大腸がん(直腸がん・結腸がん)の患者では、便に血が混じる血便が見られることも珍しくありませんが、血便は痔などを患っている人でも見られる症状です。 大腸がんは発見が早ければ早いほど治る可能性も高くなります。その為、その血便が本当に大腸がんのサインなのか、それとも痔によるものなのか、見極めることができたとすれば、それは大腸がんの治療を行う上で非常に有益といえるでしょう。
参照元:国立がん研究センターがん情報サービス,「大腸がん(結腸がん・直腸がん)」[online]https://ganjoho.jp/public/cancer/colon/print.html(2018年7月26日参照)
参照元:瓜田純久(2011),「吐血・下血」[online]https://www.jstage.jst.go.jp/article/naika/100/1/100_208/_pdf(2018年7月26日参照)
参照元:日本大腸肛門病学会(2014),「肛門疾患(痔核・痔瘻・裂肛)診療ガイドライン」[online]https://www.coloproctology.gr.jp/files/uploads/%E8%82%9B%E9%96%80%E7%96%BE%E6%82%A3%E8%A8%BA%E7%99%82%E3%82%AC%E3%82%A4%E3%83%89%E3%83%A9%E3%82%A4%E3%83%B32014-2%E5%88%B7.pdf#search=%27%E7%97%94+%E8%AB%96%E6%96%87%27(2018年7月26日参照)

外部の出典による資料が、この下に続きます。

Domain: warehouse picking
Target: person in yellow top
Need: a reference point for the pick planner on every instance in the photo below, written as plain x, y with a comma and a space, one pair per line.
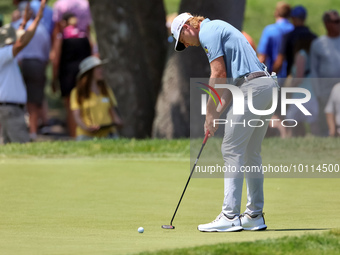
93, 103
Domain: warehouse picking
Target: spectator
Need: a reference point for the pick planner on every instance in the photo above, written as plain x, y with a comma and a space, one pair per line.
67, 53
12, 88
325, 68
33, 61
271, 38
332, 111
70, 24
47, 19
298, 16
93, 103
1, 20
301, 78
80, 8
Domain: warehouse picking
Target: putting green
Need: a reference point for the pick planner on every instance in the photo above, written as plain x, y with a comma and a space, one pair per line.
95, 205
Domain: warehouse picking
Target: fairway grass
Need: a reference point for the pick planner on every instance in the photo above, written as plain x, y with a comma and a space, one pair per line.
67, 203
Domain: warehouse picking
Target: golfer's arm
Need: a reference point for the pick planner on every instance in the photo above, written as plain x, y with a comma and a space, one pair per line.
218, 76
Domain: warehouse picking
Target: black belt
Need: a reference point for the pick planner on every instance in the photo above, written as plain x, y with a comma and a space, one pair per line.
12, 104
249, 77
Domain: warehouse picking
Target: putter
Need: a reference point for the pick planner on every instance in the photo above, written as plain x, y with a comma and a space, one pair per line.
186, 185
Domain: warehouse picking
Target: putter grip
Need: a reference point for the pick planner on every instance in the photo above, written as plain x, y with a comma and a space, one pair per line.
206, 137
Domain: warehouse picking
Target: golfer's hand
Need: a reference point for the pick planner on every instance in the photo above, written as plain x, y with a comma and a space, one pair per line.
209, 124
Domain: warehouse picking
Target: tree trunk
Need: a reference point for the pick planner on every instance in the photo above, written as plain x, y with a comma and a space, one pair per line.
132, 35
173, 105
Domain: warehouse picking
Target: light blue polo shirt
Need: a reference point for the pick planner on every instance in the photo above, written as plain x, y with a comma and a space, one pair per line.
219, 38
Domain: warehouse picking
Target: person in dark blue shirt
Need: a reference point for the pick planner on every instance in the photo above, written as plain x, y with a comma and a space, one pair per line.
271, 39
290, 40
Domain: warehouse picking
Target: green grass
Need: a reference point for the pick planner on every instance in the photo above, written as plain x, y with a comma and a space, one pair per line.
90, 198
328, 243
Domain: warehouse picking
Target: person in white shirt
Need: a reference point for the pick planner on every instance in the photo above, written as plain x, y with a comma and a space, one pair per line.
13, 94
325, 68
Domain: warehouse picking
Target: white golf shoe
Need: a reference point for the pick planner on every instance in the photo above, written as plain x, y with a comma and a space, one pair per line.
256, 223
222, 224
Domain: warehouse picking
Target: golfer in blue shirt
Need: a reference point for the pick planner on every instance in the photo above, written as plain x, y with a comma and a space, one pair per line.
232, 59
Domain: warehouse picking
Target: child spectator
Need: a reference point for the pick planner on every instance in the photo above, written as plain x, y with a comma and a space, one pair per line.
93, 103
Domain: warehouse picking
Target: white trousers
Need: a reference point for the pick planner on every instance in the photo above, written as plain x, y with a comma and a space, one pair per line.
241, 147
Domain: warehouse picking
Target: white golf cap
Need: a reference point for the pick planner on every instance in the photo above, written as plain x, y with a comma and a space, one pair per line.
176, 28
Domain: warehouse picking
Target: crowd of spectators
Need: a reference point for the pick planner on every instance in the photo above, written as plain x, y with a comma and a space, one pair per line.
301, 59
62, 37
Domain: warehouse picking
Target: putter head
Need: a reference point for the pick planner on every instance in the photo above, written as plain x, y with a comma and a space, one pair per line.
168, 226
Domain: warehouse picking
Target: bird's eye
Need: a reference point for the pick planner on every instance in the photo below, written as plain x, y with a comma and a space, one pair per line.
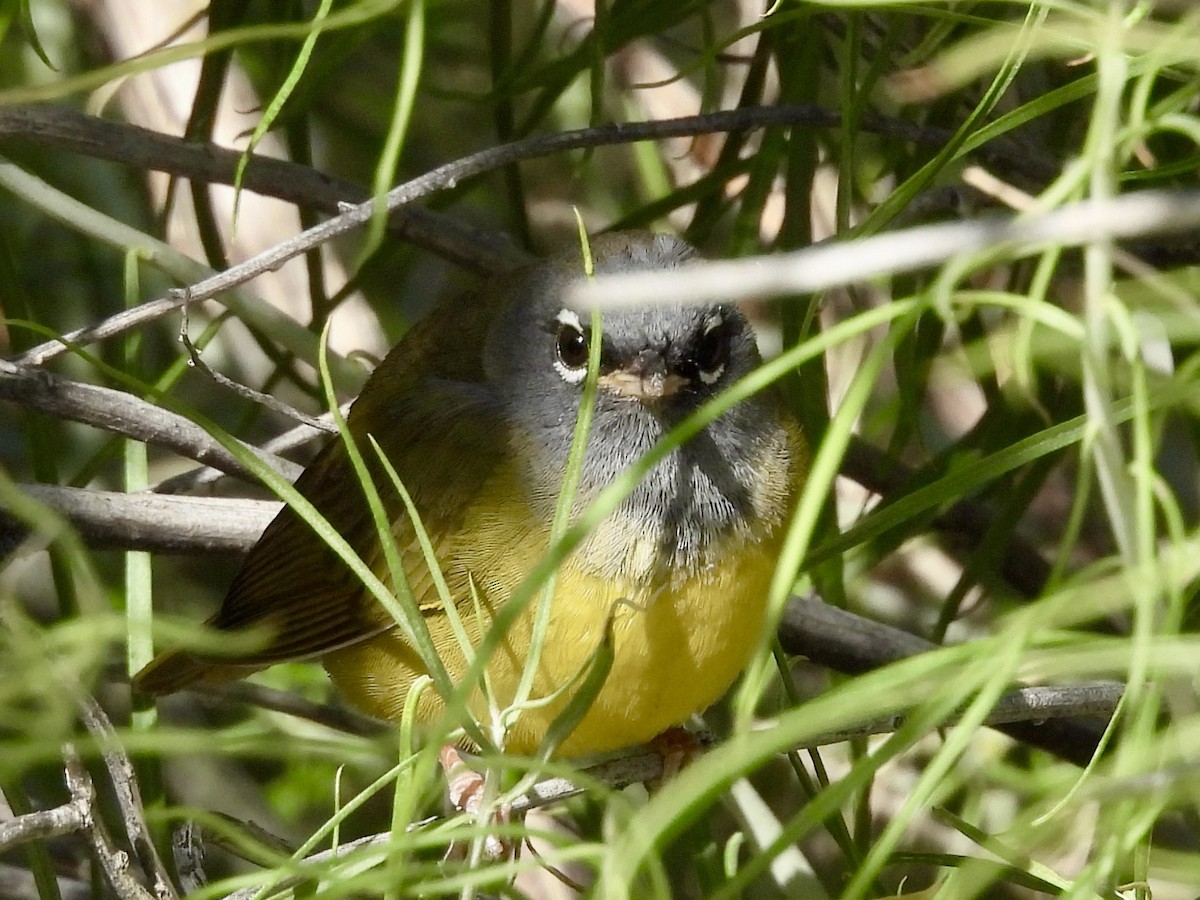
570, 347
713, 352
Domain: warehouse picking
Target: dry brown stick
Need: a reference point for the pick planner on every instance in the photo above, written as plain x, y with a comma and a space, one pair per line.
42, 825
852, 645
129, 796
157, 522
114, 861
454, 173
153, 151
125, 414
1025, 705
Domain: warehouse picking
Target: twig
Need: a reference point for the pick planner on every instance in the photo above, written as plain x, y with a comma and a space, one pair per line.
18, 883
187, 851
289, 703
1025, 705
1023, 567
114, 861
835, 264
129, 796
65, 129
294, 437
852, 645
454, 173
125, 414
246, 393
71, 816
156, 522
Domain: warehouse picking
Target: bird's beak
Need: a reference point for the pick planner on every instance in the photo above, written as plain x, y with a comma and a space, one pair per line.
646, 377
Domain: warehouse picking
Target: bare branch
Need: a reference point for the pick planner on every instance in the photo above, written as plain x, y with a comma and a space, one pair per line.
852, 645
454, 173
114, 861
18, 883
147, 150
1025, 705
835, 264
127, 415
71, 816
159, 522
129, 796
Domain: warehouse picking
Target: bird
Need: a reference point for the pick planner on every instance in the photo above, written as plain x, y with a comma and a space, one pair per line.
475, 409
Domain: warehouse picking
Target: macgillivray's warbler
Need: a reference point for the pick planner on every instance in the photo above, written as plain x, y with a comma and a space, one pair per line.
475, 409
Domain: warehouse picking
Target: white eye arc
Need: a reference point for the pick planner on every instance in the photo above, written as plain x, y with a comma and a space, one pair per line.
570, 348
714, 351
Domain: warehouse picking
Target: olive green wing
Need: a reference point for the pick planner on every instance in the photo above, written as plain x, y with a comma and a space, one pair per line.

胃や十二指腸などから出血している場合、便は黒く変色したものとなりますが、大腸がんで出血していたり、痔によって肛門付近から出血していたりすると、便には赤い血が混じって出てきます。
尚、黒色便(タール便)が出ている場合、それは「下血」と呼ばれ、赤い血が混じっている場合、それは「血便」と呼ばれます。
直腸や結腸に発生しているがんによって出血している場合、便に混じっている血液はまだ鮮やかな赤色を保っている場合が多く、黒色便との違いも明らかです。
また、腸内からの出血は、腸内を移動しながら老廃物と一緒に便としてまとめられる為、血は便と混ざり合って、全体的に赤い便、赤い筋が入っているような便、赤い上にどろりと粘性を持っているような便などが排出されやすくなります。
ただし、大腸がんでも結腸の上部に発生したがんや、大腸がんに伴って別の場所で炎症やがんが生じている場合、黒色便が出ることもあるので注意しましょう。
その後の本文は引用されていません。